For SEM analysis, S. aureus was grown in single species biofilm with and without exogenous supplementation of purified matrix material (0.5 mg/ml) or glucan (0.25 mg/ml) or with C. albicans in mixed biofilms, on coverslips for 48 h. Coverslips were washed twice with PBS and then fixed in 2% paraformaldehyde, 2.5% glutaraldehyde in phosphate buffer, pH 7.4, for 1 h at room temperature and then at 4°C overnight. Following initial fixation, specimens were washed in three changes of 0.1 M PBS for a total of 30 min, postfixed with 1% osmium tetroxide in PBS for 1 h, and washed again in three changes of buffer. Dehydration of specimens was done using a series of graded ethyl alcohol, 30%, 50%, 70%, 90%, and 100% for 10 min each, and two more changes of 100% ethyl alcohol.

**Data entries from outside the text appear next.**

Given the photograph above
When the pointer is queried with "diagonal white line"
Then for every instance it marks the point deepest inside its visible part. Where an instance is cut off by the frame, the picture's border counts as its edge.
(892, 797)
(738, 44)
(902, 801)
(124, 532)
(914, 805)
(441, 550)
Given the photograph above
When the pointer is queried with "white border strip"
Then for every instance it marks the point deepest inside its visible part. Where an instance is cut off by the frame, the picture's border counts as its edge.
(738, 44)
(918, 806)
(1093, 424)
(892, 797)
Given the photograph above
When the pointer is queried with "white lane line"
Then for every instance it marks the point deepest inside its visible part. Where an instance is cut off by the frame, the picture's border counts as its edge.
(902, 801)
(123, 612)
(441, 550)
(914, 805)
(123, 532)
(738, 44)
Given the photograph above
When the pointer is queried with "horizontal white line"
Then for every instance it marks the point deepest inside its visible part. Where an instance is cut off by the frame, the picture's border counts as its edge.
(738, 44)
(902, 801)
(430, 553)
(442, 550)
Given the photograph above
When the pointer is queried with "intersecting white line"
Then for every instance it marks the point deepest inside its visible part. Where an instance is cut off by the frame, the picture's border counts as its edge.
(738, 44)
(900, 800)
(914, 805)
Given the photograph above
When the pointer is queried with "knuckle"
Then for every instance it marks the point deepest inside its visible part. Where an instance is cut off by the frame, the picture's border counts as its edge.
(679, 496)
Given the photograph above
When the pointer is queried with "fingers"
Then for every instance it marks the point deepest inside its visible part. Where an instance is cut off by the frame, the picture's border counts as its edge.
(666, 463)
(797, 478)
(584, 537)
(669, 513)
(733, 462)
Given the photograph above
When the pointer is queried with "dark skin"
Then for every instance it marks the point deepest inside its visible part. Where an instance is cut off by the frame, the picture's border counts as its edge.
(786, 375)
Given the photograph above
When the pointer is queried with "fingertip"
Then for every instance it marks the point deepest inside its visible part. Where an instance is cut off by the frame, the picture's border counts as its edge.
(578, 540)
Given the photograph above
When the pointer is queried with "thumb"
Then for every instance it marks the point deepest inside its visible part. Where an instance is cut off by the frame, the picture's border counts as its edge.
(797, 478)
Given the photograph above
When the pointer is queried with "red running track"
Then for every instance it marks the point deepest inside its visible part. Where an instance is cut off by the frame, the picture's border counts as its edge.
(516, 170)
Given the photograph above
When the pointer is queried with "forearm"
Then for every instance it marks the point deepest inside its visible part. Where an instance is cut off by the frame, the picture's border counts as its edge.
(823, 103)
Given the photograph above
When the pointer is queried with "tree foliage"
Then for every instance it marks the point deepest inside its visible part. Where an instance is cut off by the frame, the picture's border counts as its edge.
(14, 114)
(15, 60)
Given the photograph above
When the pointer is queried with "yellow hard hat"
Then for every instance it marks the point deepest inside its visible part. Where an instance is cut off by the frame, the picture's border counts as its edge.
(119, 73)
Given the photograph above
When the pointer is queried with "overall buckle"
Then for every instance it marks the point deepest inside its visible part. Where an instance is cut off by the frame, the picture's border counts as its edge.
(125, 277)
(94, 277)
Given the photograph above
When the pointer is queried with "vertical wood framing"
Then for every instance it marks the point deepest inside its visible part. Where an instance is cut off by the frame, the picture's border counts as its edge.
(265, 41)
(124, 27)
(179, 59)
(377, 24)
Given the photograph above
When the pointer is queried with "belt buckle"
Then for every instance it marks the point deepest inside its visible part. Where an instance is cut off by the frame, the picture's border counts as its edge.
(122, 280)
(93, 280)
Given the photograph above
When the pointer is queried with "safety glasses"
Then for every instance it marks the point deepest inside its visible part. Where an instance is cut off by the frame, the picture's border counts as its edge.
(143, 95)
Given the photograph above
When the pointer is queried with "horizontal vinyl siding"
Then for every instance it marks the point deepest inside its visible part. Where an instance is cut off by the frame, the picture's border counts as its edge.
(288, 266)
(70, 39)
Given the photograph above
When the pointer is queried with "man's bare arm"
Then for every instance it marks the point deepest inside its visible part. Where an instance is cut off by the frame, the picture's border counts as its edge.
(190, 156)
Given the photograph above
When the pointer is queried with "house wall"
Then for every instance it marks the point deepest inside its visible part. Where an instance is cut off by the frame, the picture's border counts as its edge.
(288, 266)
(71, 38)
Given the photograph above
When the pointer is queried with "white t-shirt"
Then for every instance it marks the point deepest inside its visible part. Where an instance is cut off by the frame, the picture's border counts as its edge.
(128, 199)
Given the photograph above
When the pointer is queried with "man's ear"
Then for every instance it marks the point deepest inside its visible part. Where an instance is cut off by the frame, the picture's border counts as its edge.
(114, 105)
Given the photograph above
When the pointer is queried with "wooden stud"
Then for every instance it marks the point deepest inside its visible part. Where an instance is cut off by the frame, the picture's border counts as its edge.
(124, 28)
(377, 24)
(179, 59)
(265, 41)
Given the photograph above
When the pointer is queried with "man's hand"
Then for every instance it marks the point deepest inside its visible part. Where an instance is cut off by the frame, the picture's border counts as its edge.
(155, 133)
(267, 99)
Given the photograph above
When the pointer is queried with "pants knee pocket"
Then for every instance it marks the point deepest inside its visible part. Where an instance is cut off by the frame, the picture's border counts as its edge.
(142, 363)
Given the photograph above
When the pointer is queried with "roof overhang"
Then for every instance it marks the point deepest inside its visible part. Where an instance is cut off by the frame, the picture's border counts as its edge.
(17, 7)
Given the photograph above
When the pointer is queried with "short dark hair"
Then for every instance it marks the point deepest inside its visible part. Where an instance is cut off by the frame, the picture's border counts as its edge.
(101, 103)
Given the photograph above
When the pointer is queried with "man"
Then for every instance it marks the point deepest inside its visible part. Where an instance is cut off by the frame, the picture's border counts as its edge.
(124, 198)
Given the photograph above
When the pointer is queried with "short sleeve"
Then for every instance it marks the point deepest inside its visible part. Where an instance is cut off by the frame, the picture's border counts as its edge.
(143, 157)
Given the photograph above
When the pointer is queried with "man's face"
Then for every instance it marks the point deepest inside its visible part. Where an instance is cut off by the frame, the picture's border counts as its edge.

Specimens were then chemically dried by immersing them sequentially in 2 parts 100% ethyl alcohol-1 part hexamethyldisilazane (HMDS) (Electron Microscopy Sciences, Fort Washington, PA) for 10 min, 1 part 100% ethyl alcohol-1 part HDMS for 10 min, 1 part 100% ethyl alcohol-2 parts HDMS for 10 min, and then 2 changes for 10 min each with 100% HDMS. Specimens were air dried in a hood overnight, mounted on SEM pin mounts, and sputter coated with 10 to 20 nm of platinum-palladium in a sputter coater (EMS 150T ES). SEM images were captured using a Quanta 200 scanning electron microscope (FEI Co., Hillsboro, OR).